Говоря это, она подвинулась на грядке к одной стороне.
– Полно, Миколавна, пригодно ли мне, вороне, затесаться в барские хоромы; дотащусь кое-как на своих на кривых.
– Нет, нет, садись, а то не поспеешь к началу; без того не тронусь с места.
– Коли на то воля твоя, нечего с тобой делать.
Надел он шапку и сел бочком около барыни, положив одну ногу в сани, а другую свесив на отвод и держась рукой за прясла; тулуп его мел снег по дороге.
– По добру ли по здорову живешь, Миша? – сказал он, когда уселся.
Я обиделся, что он назвал меня Мишей, и молчал.

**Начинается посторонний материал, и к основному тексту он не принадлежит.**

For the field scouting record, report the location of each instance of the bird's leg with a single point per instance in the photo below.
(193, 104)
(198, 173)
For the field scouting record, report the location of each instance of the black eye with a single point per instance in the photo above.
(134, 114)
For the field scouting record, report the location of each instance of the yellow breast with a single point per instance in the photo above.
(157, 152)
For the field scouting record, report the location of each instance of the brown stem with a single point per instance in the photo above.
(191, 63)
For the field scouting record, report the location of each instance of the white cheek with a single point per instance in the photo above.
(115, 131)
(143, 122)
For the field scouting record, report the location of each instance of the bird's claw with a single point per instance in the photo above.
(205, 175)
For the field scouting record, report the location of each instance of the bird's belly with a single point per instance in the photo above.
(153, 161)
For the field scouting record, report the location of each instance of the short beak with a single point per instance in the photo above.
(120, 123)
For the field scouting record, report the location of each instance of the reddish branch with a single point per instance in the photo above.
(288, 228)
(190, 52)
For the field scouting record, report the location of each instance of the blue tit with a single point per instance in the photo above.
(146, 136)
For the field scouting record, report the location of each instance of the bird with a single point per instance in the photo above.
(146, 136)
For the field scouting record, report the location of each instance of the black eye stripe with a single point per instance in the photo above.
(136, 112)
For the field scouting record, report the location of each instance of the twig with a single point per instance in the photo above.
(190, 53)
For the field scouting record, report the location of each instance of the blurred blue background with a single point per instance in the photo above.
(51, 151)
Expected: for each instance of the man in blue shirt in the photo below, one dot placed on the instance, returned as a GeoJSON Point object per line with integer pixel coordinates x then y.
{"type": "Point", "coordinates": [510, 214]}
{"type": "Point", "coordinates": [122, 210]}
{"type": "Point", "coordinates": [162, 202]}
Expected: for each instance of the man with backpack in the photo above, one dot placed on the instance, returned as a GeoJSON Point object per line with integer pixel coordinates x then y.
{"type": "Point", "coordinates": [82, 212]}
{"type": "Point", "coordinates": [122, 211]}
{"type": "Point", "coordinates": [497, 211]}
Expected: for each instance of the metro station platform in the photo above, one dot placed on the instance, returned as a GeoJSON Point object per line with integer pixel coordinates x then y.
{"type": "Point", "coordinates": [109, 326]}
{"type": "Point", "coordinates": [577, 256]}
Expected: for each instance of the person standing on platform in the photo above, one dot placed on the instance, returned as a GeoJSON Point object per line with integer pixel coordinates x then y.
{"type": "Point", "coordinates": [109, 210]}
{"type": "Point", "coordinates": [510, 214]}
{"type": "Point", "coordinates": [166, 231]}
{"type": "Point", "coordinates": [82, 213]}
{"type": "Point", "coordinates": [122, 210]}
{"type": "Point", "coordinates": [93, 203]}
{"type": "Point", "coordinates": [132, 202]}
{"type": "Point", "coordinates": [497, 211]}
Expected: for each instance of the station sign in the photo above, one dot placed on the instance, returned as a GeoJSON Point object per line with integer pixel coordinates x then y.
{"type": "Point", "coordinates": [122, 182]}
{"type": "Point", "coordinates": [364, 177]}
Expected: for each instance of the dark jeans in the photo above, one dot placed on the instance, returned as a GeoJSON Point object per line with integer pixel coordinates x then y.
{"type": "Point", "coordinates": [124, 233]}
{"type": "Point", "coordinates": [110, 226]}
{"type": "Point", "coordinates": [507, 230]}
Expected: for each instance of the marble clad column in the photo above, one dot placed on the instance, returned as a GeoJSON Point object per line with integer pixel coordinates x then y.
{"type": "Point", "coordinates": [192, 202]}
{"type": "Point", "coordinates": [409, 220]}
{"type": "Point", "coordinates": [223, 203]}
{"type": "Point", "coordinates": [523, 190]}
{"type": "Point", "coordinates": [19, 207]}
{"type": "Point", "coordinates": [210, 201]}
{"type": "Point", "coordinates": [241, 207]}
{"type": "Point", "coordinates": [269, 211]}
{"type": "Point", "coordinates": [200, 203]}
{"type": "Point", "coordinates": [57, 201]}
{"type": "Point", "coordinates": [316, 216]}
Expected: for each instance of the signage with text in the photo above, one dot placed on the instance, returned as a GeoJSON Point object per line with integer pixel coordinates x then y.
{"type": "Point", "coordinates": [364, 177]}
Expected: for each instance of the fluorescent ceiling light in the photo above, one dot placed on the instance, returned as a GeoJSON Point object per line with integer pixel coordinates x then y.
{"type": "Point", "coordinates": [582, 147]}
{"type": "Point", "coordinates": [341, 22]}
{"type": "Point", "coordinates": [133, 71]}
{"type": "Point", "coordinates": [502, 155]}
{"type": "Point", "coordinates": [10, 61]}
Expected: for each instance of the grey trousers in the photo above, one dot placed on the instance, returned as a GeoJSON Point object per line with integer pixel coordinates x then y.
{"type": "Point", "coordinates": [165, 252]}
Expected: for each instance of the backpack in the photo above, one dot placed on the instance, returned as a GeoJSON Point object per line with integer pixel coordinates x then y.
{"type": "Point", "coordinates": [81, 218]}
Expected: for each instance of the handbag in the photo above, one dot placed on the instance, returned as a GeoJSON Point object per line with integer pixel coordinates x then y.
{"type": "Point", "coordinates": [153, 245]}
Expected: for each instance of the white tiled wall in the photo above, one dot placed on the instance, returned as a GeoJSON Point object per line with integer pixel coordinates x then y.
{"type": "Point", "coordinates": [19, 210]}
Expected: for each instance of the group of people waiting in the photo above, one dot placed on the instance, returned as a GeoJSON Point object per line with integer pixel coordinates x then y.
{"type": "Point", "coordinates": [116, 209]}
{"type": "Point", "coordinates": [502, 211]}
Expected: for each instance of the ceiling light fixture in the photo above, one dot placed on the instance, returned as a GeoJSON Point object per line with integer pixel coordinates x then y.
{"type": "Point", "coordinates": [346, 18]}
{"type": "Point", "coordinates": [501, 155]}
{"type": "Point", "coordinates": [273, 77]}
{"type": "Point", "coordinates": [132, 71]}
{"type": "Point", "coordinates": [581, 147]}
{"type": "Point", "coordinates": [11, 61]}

– Почтенный человек с тобой здоровается, а ты, поросенок, и руки к шапке не приложишь, – сказала с сердцем бабушка.
– А сколько тебе лет, Калиныч? – спросила она своего спутника.
– Да девятый десяток давно пошел, коли не обмишулился, память становится плохонька.
– А сколько служил у дедушки и батюшки? – продолжала спрашивать бабушка.
– Десятка три, чай, будет, правил вашей Палестиной. Еще молодого взял меня дедушка. Были и старше, и умнее меня, да знать на взгляд полюбился.
– И не ошибся покойник, честно и усердно служил ты, за то и почет тебе следует. Вот каков этот человек, Миша, а ты не удостоил его и ответом. Кабы не к обедне ехала, так побранила бы тебя не так, да и вожжи велела бы кучеру отобрать от тебя. Почитай стариков, – прибавила она более мягким голосом, – да помни, что крестьяне кормильцы наши.
Куда девалось мое счастье! Вожжи падали из рук, в глазах у меня помутилось, на душе не было светлее. Я стоял в церкви, как убитый.
Во всю жизнь мою не мог я забыть этого урока!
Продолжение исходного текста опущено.